Karena semua faktor yang
dijelaskan di atas sangat bervariasi, baik antar negara maupun di dalam negara
dari waktu ke waktu, hasil sistem surveilans BSE pasif bersifat subjektif dan
evaluasi serta perbandingan jumlah kasus yang dilaporkan harus dilakukan dengan
hati-hati. Pengalaman dengan jelas menunjukkan bahwa pelaporan wajib dari kasus
suspek klinis saja tidak cukup untuk mendapatkan gambaran yang benar tentang
situasi BSE di suatu negara, karena pelaporan tersebut terlalu bergantung pada
faktor subjektif ini.
2.
SURVEILANS AKTIF
Untuk mengoptimalkan
identifikasi hewan positif dan meningkatkan data surveilans, populasi sapi yang
berisiko tinggi mengalami BSE dapat dan harus menjadi sasaran aktif dalam
sistem surveilans nasional. Sapi dengan tanda-tanda penyakit yang tidak
spesifik untuk BSE dan sapi yang mati atau dibunuh karena alasan yang tidak
diketahui dapat didefinisikan secara berbeda di berbagai negara (misalnya
pemotongan sakit, pemotongan darurat, sapi mati, sapi jatuh, sapi downer; Tabel
1).
Kemungkinan untuk mendeteksi
sapi yang terinfeksi BSE lebih tinggi pada populasi ini, karena mungkin BSE
yang menyebabkan kelemahan, kematian, pemusnahan atau penyembelihan hewan-hewan
ini (SSC, 2001). Banyak dari sapi ini mungkin telah menunjukkan beberapa tanda
klinis yang sesuai dengan BSE, yang tidak dikenali.
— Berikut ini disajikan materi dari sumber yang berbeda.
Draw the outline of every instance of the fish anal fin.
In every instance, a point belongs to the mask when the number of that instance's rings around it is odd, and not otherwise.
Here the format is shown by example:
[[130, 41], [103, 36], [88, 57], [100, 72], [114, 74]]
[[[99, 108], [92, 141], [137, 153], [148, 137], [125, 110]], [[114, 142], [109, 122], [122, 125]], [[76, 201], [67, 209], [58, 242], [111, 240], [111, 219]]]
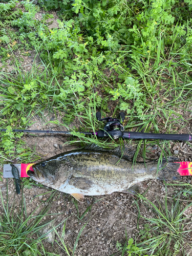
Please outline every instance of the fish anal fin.
[[129, 144], [124, 144], [124, 148], [123, 146], [121, 147], [120, 146], [111, 151], [111, 152], [115, 153], [119, 157], [121, 157], [122, 155], [123, 155], [122, 156], [129, 161], [133, 160], [132, 159], [136, 151], [136, 149], [135, 147]]
[[84, 195], [82, 194], [78, 194], [78, 193], [74, 193], [74, 194], [71, 194], [71, 196], [72, 196], [75, 199], [80, 203], [82, 203], [84, 201]]

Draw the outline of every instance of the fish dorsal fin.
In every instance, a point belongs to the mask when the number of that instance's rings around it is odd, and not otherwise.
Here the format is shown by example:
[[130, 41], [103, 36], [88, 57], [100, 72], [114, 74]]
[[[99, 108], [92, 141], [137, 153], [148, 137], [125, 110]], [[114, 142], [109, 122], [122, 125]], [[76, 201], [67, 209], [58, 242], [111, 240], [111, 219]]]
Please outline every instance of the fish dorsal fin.
[[86, 146], [86, 150], [95, 150], [95, 151], [108, 151], [108, 150], [105, 148], [103, 148], [101, 146], [98, 146], [95, 143], [90, 144], [88, 146]]
[[71, 194], [73, 197], [75, 198], [75, 199], [80, 203], [82, 203], [84, 201], [84, 195], [82, 194]]
[[123, 147], [120, 146], [114, 150], [112, 150], [111, 151], [111, 152], [115, 153], [119, 157], [121, 157], [123, 154], [122, 156], [124, 158], [126, 158], [129, 161], [132, 161], [136, 151], [136, 149], [132, 145], [125, 144], [124, 145], [124, 148]]

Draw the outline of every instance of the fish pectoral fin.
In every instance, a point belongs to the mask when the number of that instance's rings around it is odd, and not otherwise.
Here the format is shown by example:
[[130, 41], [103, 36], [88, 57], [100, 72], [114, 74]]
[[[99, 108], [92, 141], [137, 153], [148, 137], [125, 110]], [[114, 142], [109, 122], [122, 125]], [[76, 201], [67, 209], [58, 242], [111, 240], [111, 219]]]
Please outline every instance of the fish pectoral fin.
[[82, 203], [84, 201], [84, 195], [82, 194], [71, 194], [71, 196], [73, 196], [73, 197], [75, 198], [75, 199], [80, 203]]

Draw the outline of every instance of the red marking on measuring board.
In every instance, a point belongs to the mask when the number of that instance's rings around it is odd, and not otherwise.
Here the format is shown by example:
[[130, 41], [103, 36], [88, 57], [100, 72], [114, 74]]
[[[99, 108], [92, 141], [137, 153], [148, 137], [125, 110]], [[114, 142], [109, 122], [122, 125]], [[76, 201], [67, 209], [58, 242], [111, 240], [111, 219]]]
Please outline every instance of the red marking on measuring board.
[[181, 176], [192, 176], [192, 162], [175, 162], [180, 164], [177, 172]]
[[35, 164], [34, 163], [22, 163], [21, 168], [20, 168], [20, 177], [29, 177], [27, 174], [27, 172], [29, 170], [32, 170], [33, 172], [33, 169], [32, 165]]

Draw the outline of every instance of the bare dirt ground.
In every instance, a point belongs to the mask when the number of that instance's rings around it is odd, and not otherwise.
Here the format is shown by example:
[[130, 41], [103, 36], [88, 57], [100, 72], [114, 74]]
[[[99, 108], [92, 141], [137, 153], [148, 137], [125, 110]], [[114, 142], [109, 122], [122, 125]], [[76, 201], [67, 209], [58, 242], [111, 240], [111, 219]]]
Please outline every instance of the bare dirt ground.
[[[59, 117], [57, 117], [59, 118]], [[49, 123], [45, 125], [47, 121], [54, 120], [55, 116], [45, 114], [44, 121], [38, 116], [35, 116], [32, 121], [35, 122], [30, 126], [30, 130], [60, 130], [63, 127], [58, 127], [55, 124]], [[78, 126], [78, 122], [71, 124]], [[28, 146], [35, 149], [37, 154], [42, 154], [42, 158], [46, 159], [62, 152], [70, 151], [77, 147], [73, 146], [63, 145], [69, 137], [63, 135], [41, 135], [32, 136], [25, 135], [25, 140]], [[182, 148], [179, 151], [180, 159], [185, 159], [185, 161], [190, 159], [192, 153], [189, 147], [183, 142], [175, 143], [173, 145], [173, 151]], [[158, 148], [153, 153], [153, 157], [158, 158]], [[187, 152], [184, 156], [183, 151]], [[19, 163], [19, 160], [18, 163]], [[191, 182], [190, 177], [183, 177], [183, 181], [188, 183]], [[14, 212], [19, 211], [20, 195], [16, 195], [15, 188], [12, 179], [8, 179], [8, 195], [10, 197], [9, 206], [10, 206], [13, 200], [15, 200], [16, 204]], [[4, 179], [0, 184], [5, 203], [6, 202], [6, 179]], [[52, 190], [48, 187], [39, 187], [38, 186], [32, 186], [31, 189], [24, 188], [23, 193], [25, 197], [27, 206], [27, 212], [31, 214], [34, 209], [40, 205], [35, 214], [37, 214], [41, 209], [46, 205], [46, 201], [50, 196], [50, 193], [45, 194]], [[156, 203], [157, 199], [162, 205], [163, 204], [165, 189], [163, 182], [158, 180], [148, 180], [142, 183], [141, 193], [146, 192], [145, 196], [150, 201]], [[172, 197], [177, 194], [175, 187], [168, 187], [168, 197]], [[134, 201], [135, 196], [130, 194], [115, 193], [111, 195], [97, 197], [86, 197], [84, 203], [78, 202], [78, 211], [73, 202], [72, 197], [64, 193], [58, 192], [57, 196], [52, 202], [51, 208], [49, 214], [50, 215], [44, 217], [44, 221], [50, 220], [56, 220], [53, 222], [54, 226], [57, 226], [65, 220], [67, 220], [65, 243], [69, 248], [73, 249], [78, 234], [83, 225], [87, 223], [84, 228], [76, 250], [75, 255], [76, 256], [109, 256], [116, 253], [116, 255], [121, 255], [116, 248], [116, 243], [123, 244], [126, 241], [125, 232], [127, 237], [136, 239], [139, 241], [139, 230], [143, 228], [144, 220], [140, 219], [139, 229], [137, 227], [138, 210]], [[185, 199], [183, 197], [183, 200]], [[40, 205], [40, 204], [42, 204]], [[92, 205], [91, 209], [89, 211], [82, 219], [81, 216], [86, 210], [88, 207]], [[185, 201], [181, 201], [183, 207], [186, 204]], [[138, 205], [140, 214], [144, 217], [151, 218], [154, 216], [154, 213], [141, 200], [139, 200]], [[1, 209], [1, 208], [0, 208]], [[3, 208], [1, 208], [2, 211]], [[55, 214], [59, 214], [58, 215]], [[78, 217], [79, 219], [77, 218]], [[50, 242], [43, 241], [44, 246], [50, 252], [54, 252], [60, 255], [66, 255], [66, 253], [57, 245], [54, 239], [56, 239], [60, 244], [58, 237], [62, 234], [63, 224], [59, 225], [57, 228], [58, 234], [53, 232], [50, 238]], [[52, 228], [51, 227], [50, 228]], [[126, 231], [125, 231], [126, 230]]]
[[[53, 22], [50, 24], [52, 27], [50, 28], [56, 27], [57, 17], [55, 14], [54, 16]], [[40, 13], [39, 13], [36, 18], [40, 18]], [[34, 51], [32, 51], [30, 53], [31, 56], [25, 56], [24, 61], [22, 63], [26, 71], [31, 69], [32, 63], [36, 55]], [[38, 63], [38, 59], [37, 61]], [[6, 71], [6, 69], [5, 69]], [[13, 69], [13, 66], [7, 67], [7, 71], [8, 72], [11, 72]], [[59, 118], [59, 117], [57, 117]], [[49, 115], [45, 113], [44, 118], [45, 120], [42, 121], [38, 116], [34, 116], [32, 120], [34, 123], [29, 129], [64, 130], [63, 126], [58, 127], [54, 124], [44, 125], [46, 122], [54, 120], [56, 117], [53, 114]], [[77, 120], [75, 120], [75, 122], [71, 124], [72, 126], [74, 125], [78, 125]], [[77, 144], [76, 146], [63, 145], [68, 138], [69, 137], [64, 135], [38, 134], [32, 136], [26, 134], [24, 139], [26, 140], [29, 147], [33, 150], [35, 148], [37, 154], [41, 154], [42, 159], [46, 159], [78, 147]], [[191, 161], [192, 151], [185, 143], [173, 142], [172, 153], [178, 155], [181, 161]], [[159, 157], [159, 154], [160, 150], [157, 147], [153, 155], [151, 155], [151, 157], [157, 159]], [[17, 162], [20, 163], [19, 159]], [[3, 171], [2, 168], [1, 171]], [[191, 179], [190, 177], [183, 177], [182, 181], [190, 184]], [[6, 202], [6, 179], [3, 179], [3, 181], [0, 182], [0, 188], [3, 193], [5, 203]], [[8, 179], [8, 182], [9, 207], [11, 206], [11, 202], [15, 200], [16, 205], [14, 212], [19, 212], [21, 195], [16, 195], [12, 179]], [[173, 195], [177, 193], [177, 191], [175, 189], [175, 187], [169, 186], [168, 196], [172, 198]], [[52, 189], [49, 188], [39, 187], [34, 185], [32, 186], [31, 189], [24, 188], [23, 193], [26, 199], [27, 214], [29, 215], [36, 207], [42, 204], [36, 212], [36, 214], [37, 214], [40, 209], [46, 205], [46, 201], [50, 194], [45, 193], [51, 190]], [[148, 200], [157, 203], [158, 199], [160, 203], [163, 204], [165, 189], [162, 181], [148, 180], [142, 182], [141, 193], [146, 191], [145, 196]], [[116, 255], [121, 255], [121, 252], [118, 251], [116, 246], [117, 241], [123, 244], [126, 241], [126, 232], [128, 239], [133, 238], [134, 239], [136, 239], [137, 241], [139, 241], [139, 231], [140, 229], [143, 228], [143, 224], [144, 221], [142, 219], [140, 220], [139, 229], [137, 227], [138, 210], [134, 200], [136, 198], [135, 196], [120, 193], [114, 193], [104, 196], [86, 197], [84, 203], [78, 203], [78, 212], [72, 197], [68, 194], [58, 192], [56, 197], [52, 202], [51, 208], [49, 212], [50, 215], [45, 217], [44, 221], [56, 218], [54, 223], [54, 226], [56, 226], [67, 219], [64, 241], [68, 247], [72, 250], [74, 248], [79, 232], [87, 223], [78, 242], [75, 253], [76, 256], [109, 256], [115, 253]], [[184, 197], [181, 198], [183, 200], [184, 199]], [[93, 204], [91, 209], [85, 215], [82, 220], [78, 219], [77, 216], [80, 218], [87, 207], [92, 204]], [[181, 204], [182, 204], [184, 206], [185, 201], [181, 201]], [[148, 218], [154, 217], [153, 211], [147, 207], [141, 200], [139, 200], [138, 205], [141, 216]], [[2, 205], [0, 205], [0, 214], [2, 213], [3, 210]], [[56, 229], [59, 236], [62, 233], [63, 226], [63, 224], [61, 224]], [[52, 244], [46, 241], [42, 241], [46, 249], [61, 256], [67, 255], [63, 250], [54, 242], [55, 238], [59, 244], [61, 244], [58, 235], [53, 234], [52, 238], [50, 238]]]

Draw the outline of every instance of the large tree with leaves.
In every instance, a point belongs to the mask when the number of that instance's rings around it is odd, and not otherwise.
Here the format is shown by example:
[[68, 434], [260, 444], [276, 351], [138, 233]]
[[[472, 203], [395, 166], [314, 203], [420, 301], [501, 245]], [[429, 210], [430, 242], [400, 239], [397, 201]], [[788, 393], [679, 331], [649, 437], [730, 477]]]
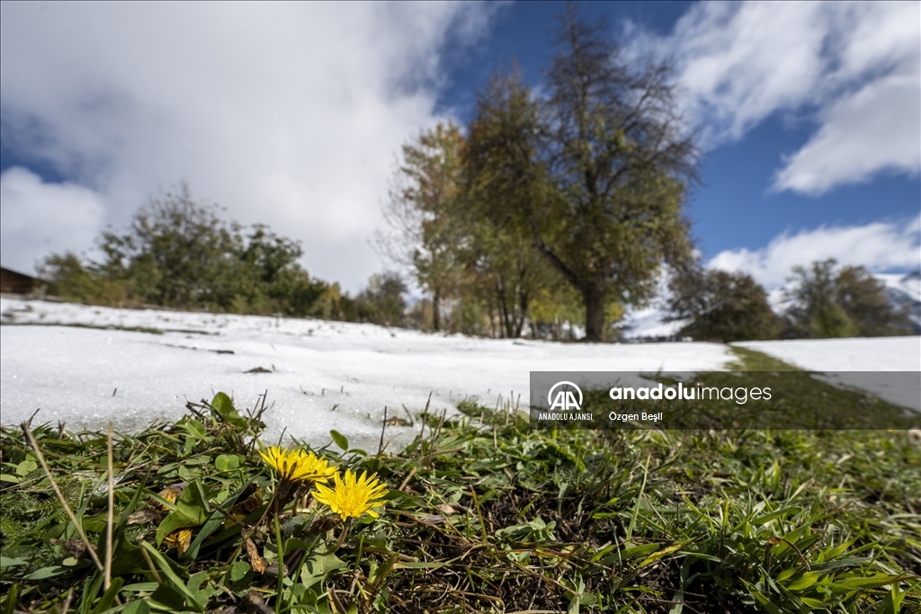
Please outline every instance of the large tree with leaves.
[[[574, 6], [556, 42], [546, 98], [514, 75], [481, 98], [472, 156], [503, 176], [494, 180], [509, 195], [507, 214], [581, 295], [586, 340], [602, 341], [612, 299], [642, 301], [663, 261], [690, 256], [682, 207], [698, 154], [667, 64], [625, 60], [605, 23]], [[474, 129], [490, 122], [503, 127], [474, 147]]]
[[586, 339], [601, 341], [609, 296], [642, 300], [663, 260], [689, 256], [682, 205], [697, 151], [667, 64], [625, 60], [606, 23], [574, 5], [556, 42], [543, 145], [558, 198], [530, 224], [538, 249], [582, 295]]
[[462, 142], [457, 125], [439, 123], [402, 146], [384, 207], [391, 233], [377, 237], [381, 251], [397, 264], [413, 268], [419, 284], [431, 293], [436, 330], [441, 302], [449, 294], [458, 294], [462, 273], [457, 215]]

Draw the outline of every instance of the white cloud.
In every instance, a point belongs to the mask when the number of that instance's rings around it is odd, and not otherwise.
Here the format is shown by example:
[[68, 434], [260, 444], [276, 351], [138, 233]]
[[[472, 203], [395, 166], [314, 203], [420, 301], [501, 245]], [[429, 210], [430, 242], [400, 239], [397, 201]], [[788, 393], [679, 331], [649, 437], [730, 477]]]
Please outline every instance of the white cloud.
[[3, 263], [22, 272], [34, 272], [41, 255], [91, 249], [104, 207], [92, 190], [43, 183], [17, 167], [0, 175], [0, 203]]
[[676, 58], [706, 147], [777, 112], [816, 120], [773, 187], [818, 194], [921, 168], [919, 22], [916, 2], [705, 2], [635, 45]]
[[918, 79], [892, 75], [842, 98], [822, 128], [777, 173], [776, 190], [822, 194], [840, 183], [869, 180], [880, 170], [915, 173], [921, 167]]
[[761, 249], [729, 249], [717, 254], [712, 269], [742, 271], [768, 288], [784, 284], [796, 265], [834, 258], [871, 272], [921, 266], [921, 215], [907, 223], [822, 226], [795, 235], [783, 233]]
[[394, 152], [439, 119], [441, 42], [474, 41], [493, 10], [3, 3], [3, 138], [94, 190], [106, 222], [188, 180], [354, 289], [380, 267], [367, 239]]

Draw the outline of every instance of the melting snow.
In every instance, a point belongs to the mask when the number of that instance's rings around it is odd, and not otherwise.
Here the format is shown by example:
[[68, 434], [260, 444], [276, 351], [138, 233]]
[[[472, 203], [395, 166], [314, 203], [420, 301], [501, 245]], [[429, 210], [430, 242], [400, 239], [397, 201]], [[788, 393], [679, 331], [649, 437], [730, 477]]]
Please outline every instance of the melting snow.
[[[186, 400], [232, 394], [252, 407], [266, 390], [267, 440], [286, 434], [313, 444], [330, 429], [376, 451], [384, 406], [406, 419], [431, 393], [433, 411], [465, 397], [486, 405], [511, 399], [526, 409], [530, 372], [720, 369], [732, 355], [717, 343], [581, 344], [425, 334], [370, 324], [209, 313], [131, 310], [0, 300], [3, 423], [41, 408], [38, 422], [71, 428], [139, 429], [178, 418]], [[84, 327], [84, 328], [80, 328]], [[86, 328], [96, 327], [96, 328]], [[104, 330], [105, 327], [112, 327]], [[161, 330], [150, 334], [123, 329]], [[103, 329], [103, 330], [100, 330]], [[118, 330], [122, 329], [122, 330]], [[246, 373], [262, 367], [268, 373]], [[415, 428], [418, 428], [416, 422]], [[406, 442], [408, 426], [386, 437]]]

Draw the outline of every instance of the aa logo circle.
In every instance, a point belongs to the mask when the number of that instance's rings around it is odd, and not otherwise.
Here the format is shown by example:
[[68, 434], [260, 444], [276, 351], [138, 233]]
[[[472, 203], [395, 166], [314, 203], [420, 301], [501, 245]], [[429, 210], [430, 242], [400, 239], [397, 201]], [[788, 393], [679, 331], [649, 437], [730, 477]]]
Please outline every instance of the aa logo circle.
[[[556, 390], [555, 395], [554, 390]], [[576, 400], [576, 393], [578, 394], [578, 400]], [[547, 392], [547, 404], [550, 405], [551, 411], [554, 410], [577, 411], [582, 408], [582, 390], [572, 382], [556, 382]]]

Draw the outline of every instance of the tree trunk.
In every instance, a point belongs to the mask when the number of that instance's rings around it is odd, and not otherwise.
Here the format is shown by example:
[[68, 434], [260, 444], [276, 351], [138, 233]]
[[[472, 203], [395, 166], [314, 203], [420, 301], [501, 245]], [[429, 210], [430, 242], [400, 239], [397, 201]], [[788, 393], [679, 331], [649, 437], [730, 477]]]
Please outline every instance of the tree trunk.
[[441, 311], [441, 293], [436, 290], [432, 293], [432, 328], [435, 331], [438, 331], [441, 320], [439, 319], [439, 312]]
[[604, 341], [604, 290], [591, 284], [582, 289], [585, 300], [585, 340]]

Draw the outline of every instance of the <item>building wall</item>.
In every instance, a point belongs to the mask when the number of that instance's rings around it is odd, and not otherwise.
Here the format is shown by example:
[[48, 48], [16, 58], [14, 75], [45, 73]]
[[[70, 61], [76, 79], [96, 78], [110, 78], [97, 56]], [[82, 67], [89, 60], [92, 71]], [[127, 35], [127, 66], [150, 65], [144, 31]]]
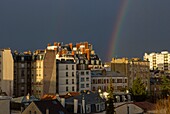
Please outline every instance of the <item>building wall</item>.
[[90, 70], [78, 70], [78, 86], [79, 92], [83, 90], [91, 91], [91, 71]]
[[[38, 54], [44, 57], [44, 54]], [[32, 92], [33, 95], [41, 98], [43, 96], [44, 59], [35, 60], [32, 63]]]
[[[134, 104], [124, 104], [115, 109], [116, 114], [143, 114], [144, 110]], [[128, 113], [129, 112], [129, 113]]]
[[43, 94], [56, 94], [56, 51], [46, 50], [44, 57]]
[[10, 114], [10, 100], [0, 99], [0, 114]]
[[170, 70], [170, 53], [168, 51], [162, 51], [161, 53], [145, 53], [144, 60], [150, 62], [151, 70], [164, 70], [169, 72]]
[[31, 94], [32, 55], [14, 53], [14, 96]]
[[37, 108], [37, 106], [32, 102], [22, 114], [42, 114], [42, 112]]
[[77, 74], [75, 63], [58, 63], [58, 93], [65, 95], [68, 92], [77, 92]]
[[13, 67], [14, 65], [11, 50], [0, 50], [0, 88], [9, 96], [13, 96]]
[[92, 91], [98, 91], [101, 89], [102, 91], [107, 91], [112, 81], [112, 85], [114, 87], [115, 92], [120, 92], [122, 89], [127, 88], [127, 77], [119, 77], [119, 76], [92, 76]]
[[128, 88], [131, 88], [136, 77], [140, 77], [149, 88], [149, 62], [139, 58], [113, 58], [111, 61], [111, 71], [119, 72], [128, 77]]

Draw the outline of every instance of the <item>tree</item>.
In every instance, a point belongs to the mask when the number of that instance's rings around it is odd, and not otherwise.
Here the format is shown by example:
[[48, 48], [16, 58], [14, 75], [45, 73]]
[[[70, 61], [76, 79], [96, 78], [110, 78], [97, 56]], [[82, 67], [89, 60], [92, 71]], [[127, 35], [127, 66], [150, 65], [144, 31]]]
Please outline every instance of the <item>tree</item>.
[[170, 91], [170, 79], [167, 76], [162, 77], [161, 91], [163, 98], [167, 98]]
[[132, 95], [134, 97], [134, 100], [136, 100], [136, 101], [145, 100], [145, 98], [146, 98], [146, 90], [145, 90], [145, 85], [142, 82], [141, 78], [137, 77], [133, 81], [131, 92], [132, 92]]

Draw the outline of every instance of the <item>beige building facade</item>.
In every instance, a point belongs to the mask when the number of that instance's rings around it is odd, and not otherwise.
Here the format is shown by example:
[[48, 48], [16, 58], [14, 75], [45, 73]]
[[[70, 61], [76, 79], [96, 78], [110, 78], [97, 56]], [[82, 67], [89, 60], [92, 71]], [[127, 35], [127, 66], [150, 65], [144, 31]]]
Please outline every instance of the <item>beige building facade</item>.
[[32, 94], [41, 98], [44, 94], [56, 94], [56, 51], [37, 50], [32, 61]]
[[111, 61], [111, 71], [121, 73], [128, 77], [128, 88], [132, 87], [136, 77], [140, 77], [144, 82], [146, 89], [149, 89], [149, 61], [139, 58], [113, 58]]
[[10, 49], [0, 50], [0, 90], [13, 96], [13, 57]]

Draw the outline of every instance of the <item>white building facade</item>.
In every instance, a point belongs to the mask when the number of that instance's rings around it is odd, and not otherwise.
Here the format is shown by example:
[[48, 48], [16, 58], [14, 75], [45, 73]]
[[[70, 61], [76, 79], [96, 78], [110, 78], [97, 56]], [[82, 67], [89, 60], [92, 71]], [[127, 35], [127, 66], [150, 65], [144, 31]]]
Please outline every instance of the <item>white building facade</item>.
[[77, 70], [78, 72], [78, 86], [79, 92], [84, 90], [91, 91], [91, 71], [90, 70]]
[[0, 91], [13, 96], [14, 62], [10, 49], [0, 50]]
[[57, 59], [57, 93], [77, 92], [76, 63], [73, 58]]
[[128, 78], [116, 72], [100, 73], [92, 71], [91, 74], [92, 91], [98, 91], [99, 89], [107, 91], [111, 83], [114, 87], [114, 92], [121, 92], [128, 86]]
[[150, 62], [150, 70], [170, 70], [170, 53], [168, 51], [150, 54], [145, 53], [143, 58]]

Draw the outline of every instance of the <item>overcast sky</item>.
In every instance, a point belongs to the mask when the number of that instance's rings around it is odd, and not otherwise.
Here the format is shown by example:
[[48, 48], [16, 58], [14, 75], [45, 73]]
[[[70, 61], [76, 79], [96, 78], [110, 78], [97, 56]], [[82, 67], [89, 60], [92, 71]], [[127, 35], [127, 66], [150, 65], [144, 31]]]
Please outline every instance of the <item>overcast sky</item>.
[[[55, 41], [88, 41], [105, 61], [123, 2], [0, 0], [0, 48], [33, 51]], [[144, 52], [169, 51], [169, 6], [170, 0], [129, 0], [113, 57], [142, 57]]]

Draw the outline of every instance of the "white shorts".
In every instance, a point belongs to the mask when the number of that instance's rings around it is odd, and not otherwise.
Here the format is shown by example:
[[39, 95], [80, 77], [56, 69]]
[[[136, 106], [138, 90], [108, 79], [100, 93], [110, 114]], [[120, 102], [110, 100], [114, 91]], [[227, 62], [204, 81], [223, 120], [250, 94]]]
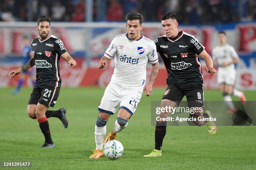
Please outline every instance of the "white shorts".
[[217, 74], [218, 84], [225, 83], [227, 85], [235, 85], [236, 71], [219, 71], [217, 72]]
[[125, 110], [131, 116], [140, 102], [142, 95], [141, 91], [125, 88], [110, 82], [105, 90], [98, 110], [113, 115], [120, 104], [119, 109]]

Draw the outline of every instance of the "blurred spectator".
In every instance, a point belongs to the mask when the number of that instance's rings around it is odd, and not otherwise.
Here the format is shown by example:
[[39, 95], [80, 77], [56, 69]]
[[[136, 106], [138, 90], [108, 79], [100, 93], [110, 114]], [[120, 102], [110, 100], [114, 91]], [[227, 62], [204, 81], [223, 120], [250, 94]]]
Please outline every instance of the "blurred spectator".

Pengalaman banyak negara
dalam beberapa tahun terakhir menunjukkan bahwa, setelah dugaan klinis, ini
adalah populasi kedua yang paling tepat untuk ditargetkan untuk mendeteksi BSE.
Usia populasi yang diuji
juga penting, karena data epidemiologis menunjukkan bahwa sapi yang berusia
kurang dari 30 bulan jarang dites positif BSE. Oleh karena itu, surveilans yang
ditargetkan di sebagian besar negara bertujuan untuk mengambil sampel sapi yang
berusia lebih dari 30 bulan secara selektif dalam populasi berisiko, yang dapat
diidentifikasi di peternakan, di transportasi, atau di rumah jagal. Pengujian
populasi risiko ini sekarang wajib di sebagian besar negara Eropa.
Idealnya, sapi tersangka BSE
harus diidentifikasi dan dilaporkan secara terpisah, dan tidak meninggalkan
populasi melalui jalur keluar lain yang memungkinkan (seperti penguburan).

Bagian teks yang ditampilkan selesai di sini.